In this era of cloud-based computing, such outages should be almost entirely preventable. To do that, however, organizations must pay attention to the basics, including building in redundancy as well as employing uninterrupted power supplies. "For a power failure to cause this level of disruption in the 21st century is very surprising," Woodward says.
@ruskin147 after a 3rd major power outage in as many weeks causes chaos, why have forgotten the basics: UPS & no single point of failure.
Damage-Control Mode
Delta has been left apologizing for the outage and attempting to alert customers. "Customers should check the status of their flight before heading to the airport while the issue is being addressed," an August 8 tweet from Delta warns customers.
Somewhat maddeningly, however, Delta is also warning that flight-status systems - when they can be reached - have been relaying incorrect information. "We are aware that flight status systems, including airport screens, are incorrectly showing flights on time," it said. "We apologize to customers who are affected by this issue, and our teams are working to resolve the problem as quickly as possible."
By 8:40 a.m. ET on August 8, Delta said that some flights had been allowed to depart. Early indications suggest that Delta was able to get flights airborne after reverting to manual processes.
"Delta flights from Heathrow are experiencing delays due to the worldwide technical issue with their computer systems," a Heathrow airport spokesman tells me. "Check-in is currently operating using a backup system and airport staff are on hand to assist any passengers that are impacted by the delays. Passengers should check with the airline for updates on their flights."
1 hr.+ lines @HeathrowAirport for @Delta due to system outage #Heathrow #oldschool manual ticketing @DeltaAssist pic.twitter.com/syC0VwCBDD
Even so, Delta noted that "cancellations and delays continue," and that its website and Fly Delta mobile app, as well as the information being provided to its phone-based customer service employees, might still be inaccurate.
Follows Southwest Airlines Outage
Delta's outage follows Southwest Airlines on July 20 issuing a full "ground stop" after a one-hour "system outage" that occurred after a router failed and a backup failed to kick in, The Dallas Morning News reported. Ultimately, the outage led to five days of disruptions, with the airline canceling 2,300 flights, or about 11 percent, of all flights that it operated in that timeframe.

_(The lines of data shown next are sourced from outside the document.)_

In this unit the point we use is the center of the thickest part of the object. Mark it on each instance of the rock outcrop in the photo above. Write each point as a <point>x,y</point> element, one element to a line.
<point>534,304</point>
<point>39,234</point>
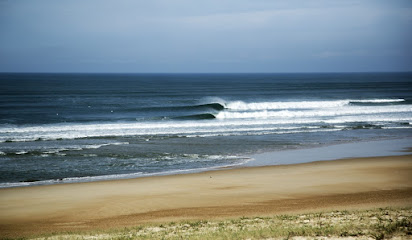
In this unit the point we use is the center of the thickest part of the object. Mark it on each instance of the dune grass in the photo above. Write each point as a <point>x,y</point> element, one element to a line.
<point>379,224</point>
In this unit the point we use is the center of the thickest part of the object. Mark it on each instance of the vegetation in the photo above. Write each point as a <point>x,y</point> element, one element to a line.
<point>367,224</point>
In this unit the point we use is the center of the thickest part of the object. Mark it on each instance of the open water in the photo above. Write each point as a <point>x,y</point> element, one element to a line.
<point>82,127</point>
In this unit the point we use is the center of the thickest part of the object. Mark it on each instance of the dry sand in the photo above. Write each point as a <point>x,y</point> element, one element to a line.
<point>260,191</point>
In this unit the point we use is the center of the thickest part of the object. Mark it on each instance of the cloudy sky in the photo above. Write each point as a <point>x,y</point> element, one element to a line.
<point>205,36</point>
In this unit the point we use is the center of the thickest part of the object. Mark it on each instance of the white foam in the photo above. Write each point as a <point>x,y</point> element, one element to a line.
<point>353,110</point>
<point>239,105</point>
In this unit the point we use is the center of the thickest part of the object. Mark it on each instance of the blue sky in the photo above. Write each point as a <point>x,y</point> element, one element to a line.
<point>205,36</point>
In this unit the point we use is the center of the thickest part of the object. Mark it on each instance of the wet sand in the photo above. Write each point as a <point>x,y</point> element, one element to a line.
<point>255,191</point>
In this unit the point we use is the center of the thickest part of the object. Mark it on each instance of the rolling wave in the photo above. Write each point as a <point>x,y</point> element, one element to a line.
<point>239,105</point>
<point>232,118</point>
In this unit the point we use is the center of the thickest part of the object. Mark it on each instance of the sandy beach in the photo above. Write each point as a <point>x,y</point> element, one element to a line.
<point>256,191</point>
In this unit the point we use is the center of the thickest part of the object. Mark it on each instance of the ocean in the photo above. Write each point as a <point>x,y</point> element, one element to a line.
<point>59,128</point>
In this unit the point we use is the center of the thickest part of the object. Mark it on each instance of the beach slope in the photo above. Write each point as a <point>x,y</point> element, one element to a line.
<point>258,191</point>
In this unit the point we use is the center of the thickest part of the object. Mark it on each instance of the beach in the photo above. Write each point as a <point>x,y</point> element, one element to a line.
<point>358,183</point>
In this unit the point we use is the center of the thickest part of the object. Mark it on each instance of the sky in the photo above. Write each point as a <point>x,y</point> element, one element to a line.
<point>214,36</point>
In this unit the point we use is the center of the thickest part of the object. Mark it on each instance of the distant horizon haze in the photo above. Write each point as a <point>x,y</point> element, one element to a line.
<point>242,36</point>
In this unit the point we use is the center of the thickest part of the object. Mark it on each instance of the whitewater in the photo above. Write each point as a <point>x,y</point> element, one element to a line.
<point>57,128</point>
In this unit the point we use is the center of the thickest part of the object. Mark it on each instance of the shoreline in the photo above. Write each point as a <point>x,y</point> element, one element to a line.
<point>329,152</point>
<point>355,183</point>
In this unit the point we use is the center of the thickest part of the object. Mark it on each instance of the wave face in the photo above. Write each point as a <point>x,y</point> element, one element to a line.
<point>57,128</point>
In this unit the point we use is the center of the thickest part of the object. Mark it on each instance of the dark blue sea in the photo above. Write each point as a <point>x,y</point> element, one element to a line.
<point>57,128</point>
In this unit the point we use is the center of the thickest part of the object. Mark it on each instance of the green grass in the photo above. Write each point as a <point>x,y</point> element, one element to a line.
<point>376,223</point>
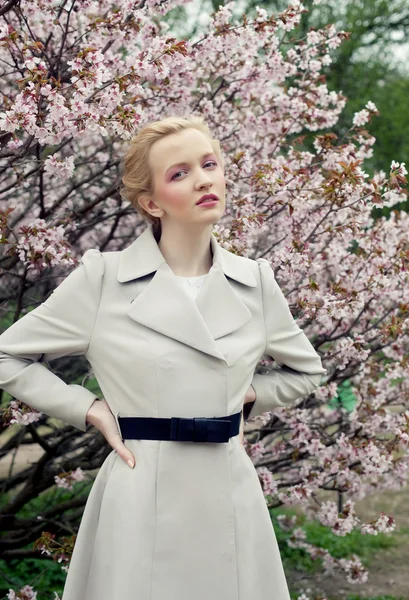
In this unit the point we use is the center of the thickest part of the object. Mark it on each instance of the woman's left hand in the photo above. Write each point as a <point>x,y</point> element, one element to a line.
<point>250,397</point>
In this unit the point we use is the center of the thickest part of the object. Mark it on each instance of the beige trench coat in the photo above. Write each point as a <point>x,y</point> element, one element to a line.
<point>190,521</point>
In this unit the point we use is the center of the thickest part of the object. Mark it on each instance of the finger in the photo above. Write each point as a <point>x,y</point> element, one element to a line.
<point>117,444</point>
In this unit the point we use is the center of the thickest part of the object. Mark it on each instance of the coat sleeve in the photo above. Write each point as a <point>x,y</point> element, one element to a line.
<point>300,369</point>
<point>60,326</point>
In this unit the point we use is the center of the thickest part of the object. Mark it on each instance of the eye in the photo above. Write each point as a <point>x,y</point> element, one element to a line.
<point>209,162</point>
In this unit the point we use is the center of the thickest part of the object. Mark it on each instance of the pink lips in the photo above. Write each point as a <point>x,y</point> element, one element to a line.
<point>207,200</point>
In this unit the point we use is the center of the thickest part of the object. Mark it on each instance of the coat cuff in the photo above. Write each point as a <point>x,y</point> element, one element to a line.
<point>80,403</point>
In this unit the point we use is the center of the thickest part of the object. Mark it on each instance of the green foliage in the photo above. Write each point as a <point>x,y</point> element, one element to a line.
<point>44,574</point>
<point>345,398</point>
<point>339,546</point>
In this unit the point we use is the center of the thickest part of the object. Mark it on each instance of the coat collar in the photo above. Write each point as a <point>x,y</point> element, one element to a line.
<point>143,256</point>
<point>164,306</point>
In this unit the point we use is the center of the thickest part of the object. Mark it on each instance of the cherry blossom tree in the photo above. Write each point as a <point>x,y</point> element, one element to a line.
<point>78,78</point>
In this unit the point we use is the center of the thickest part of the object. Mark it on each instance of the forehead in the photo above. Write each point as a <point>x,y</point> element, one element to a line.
<point>183,145</point>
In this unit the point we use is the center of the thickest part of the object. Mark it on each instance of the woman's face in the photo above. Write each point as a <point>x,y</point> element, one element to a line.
<point>184,168</point>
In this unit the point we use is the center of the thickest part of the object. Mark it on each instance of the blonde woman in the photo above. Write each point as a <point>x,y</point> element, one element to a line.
<point>173,327</point>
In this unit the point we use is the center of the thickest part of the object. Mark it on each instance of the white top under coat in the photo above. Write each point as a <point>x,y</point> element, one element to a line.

Industry analysts say that airlines are increasingly digitizing processes - such as allowing boarding passes to be downloaded to mobile devices - as well as adding new technological capabilities to airplanes, such as in-flight Wi-Fi, as the Guardian reports. But without proper planning - and resiliency - computerizing more systems and processes leaves them vulnerable, both to inadvertent outages as well as anyone with malicious intent (see Hack Attack Grounds Airplanes).
Outstanding Investment, Design Questions
Seeing power failures lead to widespread system outages is not unique to the aviation sector. The same day as the Southwest outage, notably, a power loss at Telecity Harbor Exchange, which houses equipment for the London Internet Exchange and which is based in London's Docklands, also led to widespread outages, disrupting about 20 percent of all traffic that was being routed via LINX. Many customers of major U.K. internet service provider BT were reportedly also affected.
But such situations can be prevented, not least by ISPs and airlines. "With sufficient investment and suitable design this need not happen," Woodward says. "That it does occur suggests that one, the other or both are missing."